In the spirit of the Artsy Robot Photos thread, let’s start a thread of cool custom robot parts. They can be cool because of elegant engineering, artistic design, fancy machining, etc. Photo quality or artistry doesn’t matter, just the coolness of your parts. If it isn’t obvious, try to include a short description of the part so we know what we’re looking at.
I’ll start with some of my favorites. From our 2019 robot:
The carriage side plate from our elevator.
The top and bottom of our leadscrew climber legs
Our driven climber leg. As you can see the tube was a bit over-pocketed
And from 2020:
Custom-machined stainless steel flywheel
Fixed and mobile turret plates, respectively
Our turret and shooter assembly, showing off the “Asteria plate”
I love our 2019 robot’s climb.
(screenshotted from our robot reveal video from 2019)
The hatch mechanism was pretty cool as well compared to the elevators that some teams used.
It was slightly changed after our first competition, I believe.

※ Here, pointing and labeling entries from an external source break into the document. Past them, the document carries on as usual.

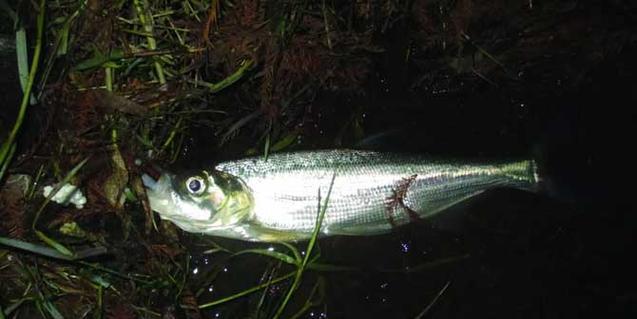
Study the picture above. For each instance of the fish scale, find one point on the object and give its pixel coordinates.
(277, 199)
(285, 187)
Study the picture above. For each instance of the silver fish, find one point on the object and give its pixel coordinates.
(277, 199)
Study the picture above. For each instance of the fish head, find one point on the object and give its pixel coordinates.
(200, 201)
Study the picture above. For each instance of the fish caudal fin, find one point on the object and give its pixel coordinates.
(522, 175)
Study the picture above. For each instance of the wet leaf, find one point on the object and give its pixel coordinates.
(117, 181)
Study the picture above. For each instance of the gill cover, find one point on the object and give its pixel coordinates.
(202, 201)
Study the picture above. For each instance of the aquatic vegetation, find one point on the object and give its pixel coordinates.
(108, 89)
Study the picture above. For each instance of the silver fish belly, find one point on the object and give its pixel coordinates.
(372, 192)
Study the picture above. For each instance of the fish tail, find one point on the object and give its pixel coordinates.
(522, 174)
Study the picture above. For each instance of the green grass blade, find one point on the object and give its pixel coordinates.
(247, 291)
(274, 254)
(6, 146)
(308, 250)
(33, 248)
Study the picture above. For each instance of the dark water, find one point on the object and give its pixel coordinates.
(506, 253)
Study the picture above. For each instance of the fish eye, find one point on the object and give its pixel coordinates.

The bottom wheel of the hatch that was touching the ground was taken off or something.
Edit: Forgot to add. but our team tried a little bit of soft robotics experimentation as well! It unfortunately wasn’t suitable for competition and thus we opted for something more normal during comp, but here’s some info: innovation
The website is currently being updated with it rolling sometime within the next few weeks, so A) it’ll look MUCH nicer than it is right now, and B) the URL might be no longer valid.
Our coolest is probably our 2019 suction pad. It’s 1/4" plate pocketed to 0.05" thick. It was mostly done to put our Omio to test but we did notice some flexing with our 1/8" pad.
I absolutely love this sheet metal part.
It’s from a subsystem that eventually didn’t make it to our final 2019 robot.
We had a telescoping climber this year and this was at the bottom of the innermost tube.
We also had a 7" ID 1/4 wall aluminum tube in the middle of the robot (I don’t have any good photos).
This served as the structure for our 2015 lift. It was also useful in 2016 when we were testing out vision:
Our mechanical lead with the tilt gearls
It’s great to have wonderful sponsors like Waterjet Cutting of Indiana and Colors inc.
Since we mistakenly purchased some wrong stock this year, we decided to machine this ridiculous part out of it (for mounting a tube):
My favorite feature of the part is the face it makes
Neat gearbox cover we printed:
Cool pocket pattern on our shooter side plates:
Wasn’t that just the face the machinist made?
love this thread.
3d printed CTRE Mag encoder mount that integrates the front half of the housing into the mount itself. Adapted from @Justin_Foss’s idea here
Same c-c, different reduction/chain pitches, no tensioners. Let 5012 package our intake power and wrist motors further back on the carriage and use the same pivot point. IIRC, the 25 chain was a little looser than spec, and the 35 was close to spec, if not a little tighter.
dye rotor boot from 5012’s demo bot. dye rotors are dope as heck.
brushless hub pulleys. bonus: tiny single acting cylinder.
pneumatic “series-elastic” actuator.
bonus: parts from my combat robotics shenanigans
custom GT2 pulley using SDS’s tooth subtraction method to manufacture with a bigger endmill.
using modifier meshes to add strength in certain places on a 3D print.
TPU wheels with O-ring treads
You dont wanna know long 6 of these took to laser
In 2019 we needed a plate that had a hole for a shaft and 2 mounting holes so we told a student, “do what you want with it, as long as it has these 3 holes”. He made a Batarang! It was freehanded on a bandsaw and a belt sander.
2005, when a mentor had waterjet access and acres of really nicely finished 1/8" aluminum:
2005 off-season, when we added some showboating. (It was better at whipping up a lather than actually making bubbles, but shhhhhh)
2016: The whole entire drivetrain. Custom 1x3 tubes machined in the USC machine shop, custom top pan water jetted in another lab on campus, 221’s magic 17T sprockets hidden inside, and 88" of frame perimeter fury that was just delightful to chuck around the defenses.
And an in-progress underside view; we were very serious about not getting caught on defenses or stuck sideways.
That robot also ran a custom-waterjetted gear profile with slots where pneumatic cylinders could lock the arm into positions. I don’t have a good picture of it up close, but I do have this picture that hints at how thicccc it was and shows the slots.
2017: After alliance selection at a disastrous Tippecanoe, 5402 spent much of the afternoon removing the back panel where the gear pocket we could never figure out was supposed to go. With a bit of Sharpie design work and a better understanding of the problem, the father of our operator (who herself drag raced as a hobby) hit his machine shop and set to work. 48 hours later, this appeared in the shop:
Custom sheetmetal chute, custom bent wings that flopped out in autonomous (with the aid of some fishing line tied to the shooter wheel), two cradles on a linkage that flipped the gear out actively with the help of a PG27 motor that was lying around. I was in awe of this thing, and I wish I could’ve seen how much further we could go with all those resources brought to bear.